Boras: Baseball-palooza
Scott Boras loves the World Series so much, he wants to make it a best-of-nine event, opening with two games at a neutral site. Arguing that the shift would create a marketing bonanza that would rival the Super Bowl, Boras outlined his ideas in a two-page letter he sent to baseball commissioner Bud Selig on April 15. “I know from an owner’s perspective, this is a gold mine,” Boras said. “To have a World Series Weekend, WSW, I think it will create a stage that the game has not seen.” Boras, the high-profile agent with high-profile clients who earn high-octane paychecks, said in an interview Thursday that he will meet with the commissioner after the all-star break to discuss his proposal. “Create this buzz around it the same way they do the Super Bowl,” Arizona outfielder Eric Byrnes said. “I think it is a very innovative idea.”
But he doesn’t do windows
“I was just cleaning. Still don’t have the floor done yet.”
Scott Stevens, Former New Jersey Devil defenseman, on what he was doing when he got the call notifying him he would be inducted into the NHL Hall of Fame
Bulked-up Tiger offers training tips
Tiger Woods now has to tailor practice sessions around being a father and find time for workouts that can last up to three hours as many as six days a week.

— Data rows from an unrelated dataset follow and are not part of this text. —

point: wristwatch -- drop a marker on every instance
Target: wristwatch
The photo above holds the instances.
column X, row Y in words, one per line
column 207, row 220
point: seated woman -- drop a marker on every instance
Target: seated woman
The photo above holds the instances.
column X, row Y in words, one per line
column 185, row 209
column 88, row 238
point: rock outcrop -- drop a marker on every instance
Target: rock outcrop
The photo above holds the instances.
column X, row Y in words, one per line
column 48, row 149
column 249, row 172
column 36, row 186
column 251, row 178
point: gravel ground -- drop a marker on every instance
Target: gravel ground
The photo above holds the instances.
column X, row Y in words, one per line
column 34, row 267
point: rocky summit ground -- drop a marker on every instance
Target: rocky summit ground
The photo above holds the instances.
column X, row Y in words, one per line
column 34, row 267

Woods and trainer Keith Kleven offer detail and insight into a fitness regimen that has enabled the world’s No. 1 player to add nearly 30 pounds of muscle since he left Stanford in 1996 after his sophomore year. “Pound for pound, I put him with any athlete in the world,” Kleven told Men’s Fitness magazine in its August issue. The routine is built around stretching up to 40 minutes before each session, core exercises, endurance runs of 7 miles and speed runs of 3 miles, along with weight training. “You have to listen to your inner self,” Woods said. “Your body knows when it can be pushed and when you just need to back off a little bit.”